Steel Products Prices North America

CRU: U.S. Sheet Price Cycle is One for the Ages

Written by Josh Spoores

By CRU Principal Analyst Josh Spoores, from CRU’s Steel Sheet Products Monitor

U.S. Steel announced the full buyout of Big River Steel this week, while Cleveland-Cliffs closed on its acquisition of ArcelorMittal’s U.S. assets. In any other week, these headlines would drive the news flow for steel buyers and sellers. However, news this week remains firmly around the parabolic move in steel sheet prices.

Sheet prices in the U.S. Midwest market have maintained their upward trajectory from the August lows as demand continues to recover from the 2020 Q2 lows while supply remains limited due to mill outages and various production disruptions. For HR coil, CRU prices this week rose to $845 /s.ton, a w/w gain of $84 /s.ton. Prices are now 93% higher than the August lows. Furthermore, HR coil prices continue to set records in terms of the speed of this price cycle.

While this is an incredible upswing in prices over just 17 weeks, mill lead times remain extended while steel consumers continue to revise their demand forecasts higher. Due to this combination, some mills are now said to be asking well over $900 /s.ton for HR coil. Further price gains for sheet products are expected with the potential for HR coil to surpass $1,000 /s.ton.    

For CR and HDG coil, CRU’s price assessment has now surpassed $1,000 /s.ton. Alongside these higher prices, some mills have started to announce higher zinc coating extras for HDG coil. CRU’s current coating extra for G90 .06” substrate is $70 /s.ton, yet based on higher zinc costs and updated mill coating extras this may be assessed higher as soon as next week.

U.S. West Coast steel buyers are carefully monitoring steel prices in the rest of the country and bracing for price increases when California Steel Industries and USS-Posco open their order books for March deliveries. CSI recently announced a large increase in zinc coating extras set to take effect on Jan. 1, 2021. Service centers that purchased imported material early for delivery in 2021 Q2 are encouraged that domestic prices have risen further than previously expected. As for current import orders, buyers are now awaiting new mill offers that reflect recent gains in global sheet prices.

In Mexico, HR coil prices remained somewhat stable from November while CR coil prices increased by 3.6% m/m. The recent appreciation of the Mexican peso has prevented prices from increasing further despite the strong movement seen in U.S. Midwest prices this month. The supply tightness continues to play the main role in the Mexican market, as there are signs that the seasonal demand lull is starting to kick in. However, the lack of availability, which has kept prices firm, is expected to last until the end of 2021 Q1, when supply is expected to be more normalized. According to Alacero data, Mexican flat products output was 14% lower y/y in September, while longs production increased by 8% y/y in the same month. The resilience of the construction sector has given support to longs production and demand, while the pandemic hit to automotive sector demand is still echoing in the sheet market.

Outlook: $1,000 HR on Tap? Q1 Turning Point at Hand

Sheet price gains have come about since August as apparent net consumption has rebounded at a faster pace than available supply. Not only has demand risen, but these gains have come at a time when inventory levels were historically low and needed rebuilding to support rising demand. Based on our estimates, available mill capacity has increased nearly 18% in 2020 Q4 from 2020 Q2 levels. However, over this same period, apparent net consumption has risen 21%. Since 2020 Q2, various idled blast furnaces have been restarted, yet supply has been hindered by multiple unplanned disruptions.

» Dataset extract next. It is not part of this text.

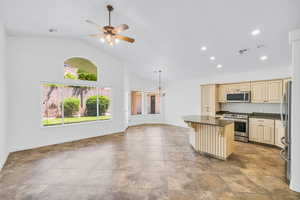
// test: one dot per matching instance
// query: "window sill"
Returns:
(77, 124)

Over the near term, primarily 2021 Q1, we expect that available supply will rise at a faster pace than demand. These gains in supply (see chart) come from not only a restarted furnace at U.S. Steel and the ramp up of production at Big River Steel’s new EAF furnace, but we will also see a variety of production disruptions ease. Indeed, recent disruptions have come from Canadian producers Stelco and ArcelorMittal Dofasco as well as the disruption of slab converters that had operations slowed by political factors limiting the import of Brazilian slab. Further, we expect that 2021 Q1 will also bring the restart of JSW Mingo Junction as well as an idled blast furnace at AHMSA. The following chart details our views on rising supply excluding the AHMSA furnace in Mexico. While demand will continue to rise and inventory building may persist, we anticipate that prices will peak mid-2021 Q1.